ClickHouse/docs/en/sql-reference/table-functions/executable.md
Lino Uruñuela 4a6c2d21ff
Update executable.md - Fix script name in SQL example
It uses 'generate_random.py' in 'The following Python script is named generate_random.py and is saved in the user_scripts folder....'

However, in the SQL example, it uses 'my_script.py'.

'SELECT * FROM executable('generate_random.py', TabSeparated, 'id UInt32, random String', (SELECT 10))'
2024-01-19 12:17:22 +01:00

4.5 KiB

slug sidebar_position sidebar_label keywords
/en/engines/table-functions/executable 50 executable
udf
user defined function
clickhouse
executable
table
function

executable Table Function for UDFs

The executable table function creates a table based on the output of a user-defined function (UDF) that you define in a script that outputs rows to stdout. The executable script is stored in the users_scripts directory and can read data from any source.

You can optionally include one or more input queries that stream their results to stdin for the script to read.

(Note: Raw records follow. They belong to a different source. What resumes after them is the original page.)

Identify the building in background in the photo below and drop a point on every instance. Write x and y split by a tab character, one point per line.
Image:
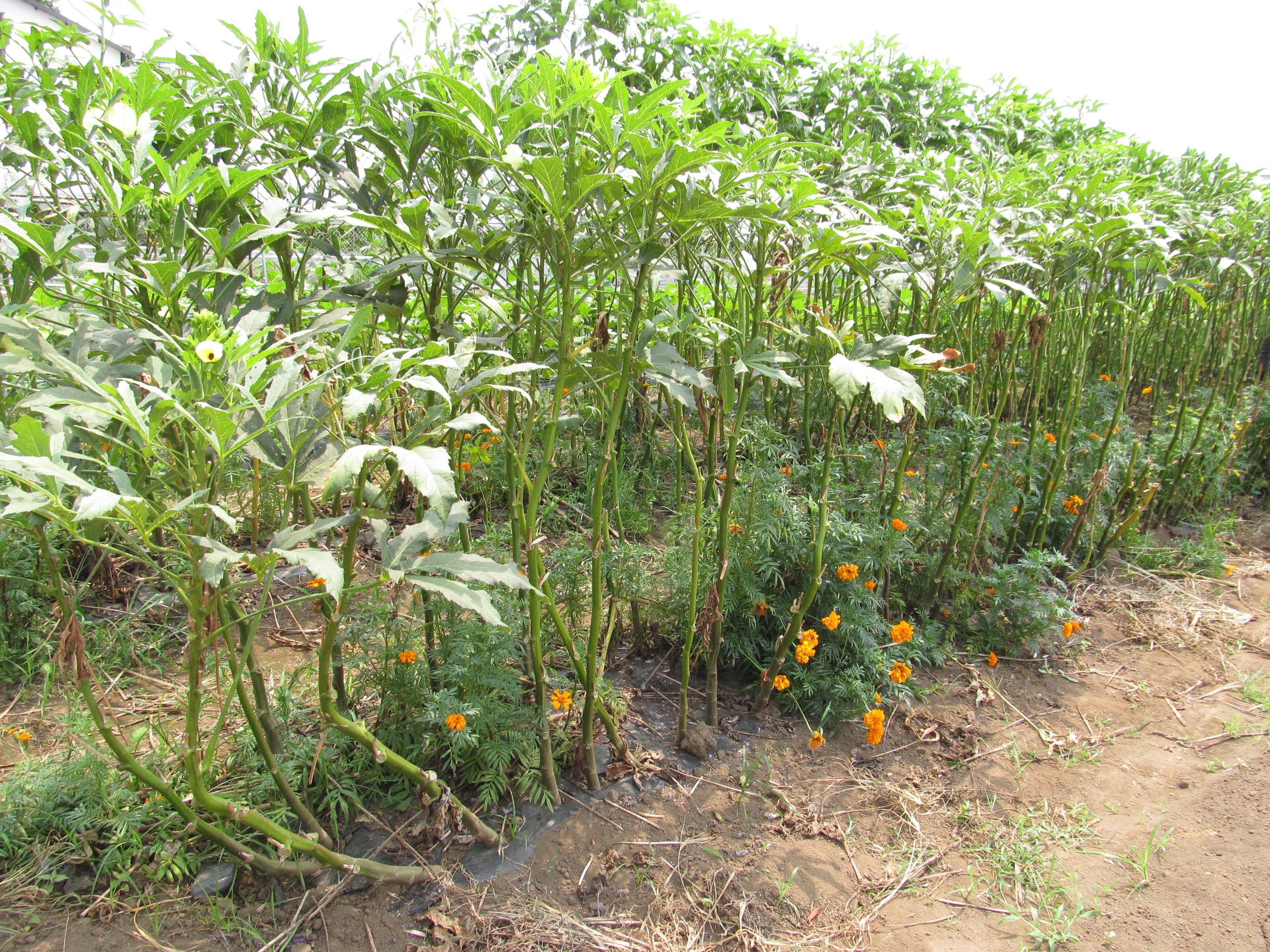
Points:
41	14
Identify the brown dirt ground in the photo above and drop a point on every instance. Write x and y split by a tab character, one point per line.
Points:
911	846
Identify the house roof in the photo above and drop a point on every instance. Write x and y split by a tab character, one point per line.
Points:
126	51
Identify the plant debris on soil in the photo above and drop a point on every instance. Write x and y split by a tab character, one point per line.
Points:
1114	797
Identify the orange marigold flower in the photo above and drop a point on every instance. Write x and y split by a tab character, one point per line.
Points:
874	721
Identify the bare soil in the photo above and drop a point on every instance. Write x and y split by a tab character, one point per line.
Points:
1006	801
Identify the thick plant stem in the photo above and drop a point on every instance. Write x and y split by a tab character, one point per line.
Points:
426	780
615	739
262	743
247	633
547	762
699	483
721	584
813	587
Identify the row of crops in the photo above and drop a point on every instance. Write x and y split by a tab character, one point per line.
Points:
817	366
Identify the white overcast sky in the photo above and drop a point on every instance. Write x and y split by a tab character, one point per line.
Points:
1178	75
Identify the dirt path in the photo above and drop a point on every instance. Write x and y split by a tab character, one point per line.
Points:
1099	801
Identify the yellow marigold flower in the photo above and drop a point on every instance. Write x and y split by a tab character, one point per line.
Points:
210	351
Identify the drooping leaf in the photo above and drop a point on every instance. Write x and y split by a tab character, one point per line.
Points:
460	595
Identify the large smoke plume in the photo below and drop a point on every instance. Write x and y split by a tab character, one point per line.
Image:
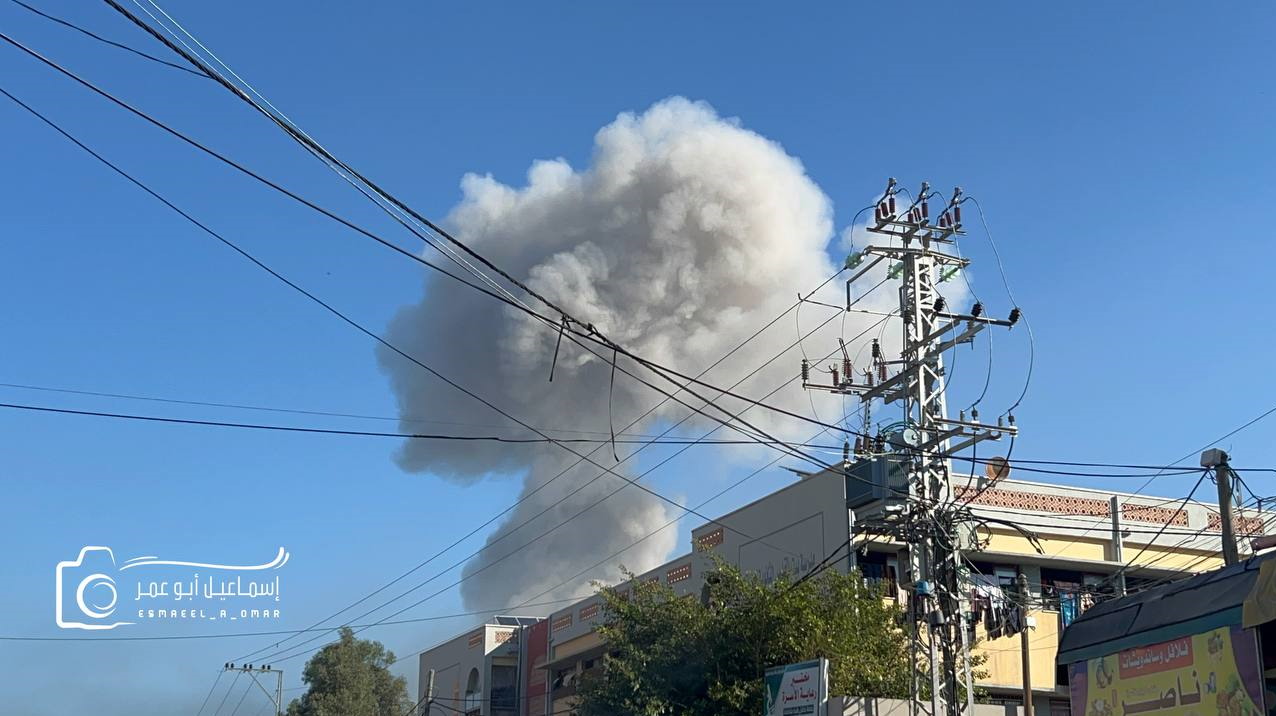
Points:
683	236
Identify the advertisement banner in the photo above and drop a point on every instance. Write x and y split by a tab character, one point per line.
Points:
1216	673
798	689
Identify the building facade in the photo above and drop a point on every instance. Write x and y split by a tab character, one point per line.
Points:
1085	539
476	673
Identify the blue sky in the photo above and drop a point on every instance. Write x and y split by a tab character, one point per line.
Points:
1122	152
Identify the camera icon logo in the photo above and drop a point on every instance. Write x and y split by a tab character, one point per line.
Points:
91	599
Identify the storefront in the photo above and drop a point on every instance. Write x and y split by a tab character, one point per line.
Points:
1203	646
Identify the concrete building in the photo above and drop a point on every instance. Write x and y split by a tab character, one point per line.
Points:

:::note A key advantage between ordinary UDF functions and the executable table function and Executable table engine is that ordinary UDF functions cannot change the row count. For example, if the input is 100 rows, then the result must return 100 rows. When using the executable table function or Executable table engine, your script can make any data transformations you want, including complex aggregations. :::

Syntax

The executable table function requires three parameters and accepts an optional list of input queries:

executable(script_name, format, structure, [input_query...] [,SETTINGS ...])
  • script_name: the file name of the script. saved in the user_scripts folder (the default folder of the user_scripts_path setting)
  • format: the format of the generated table
  • structure: the table schema of the generated table
  • input_query: an optional query (or collection or queries) whose results are passed to the script via stdin

:::note If you are going to invoke the same script repeatedly with the same input queries, consider using the Executable table engine. :::

The following Python script is named generate_random.py and is saved in the user_scripts folder. It reads in a number i and prints i random strings, with each string preceded by a number that is separated by a tab:

#!/usr/local/bin/python3.9

import sys
import string
import random

def main():

    # Read input value
    for number in sys.stdin:
        i = int(number)

        # Generate some random rows
        for id in range(0, i):
            letters = string.ascii_letters
            random_string =  ''.join(random.choices(letters ,k=10))
            print(str(id) + '\t' + random_string + '\n', end='')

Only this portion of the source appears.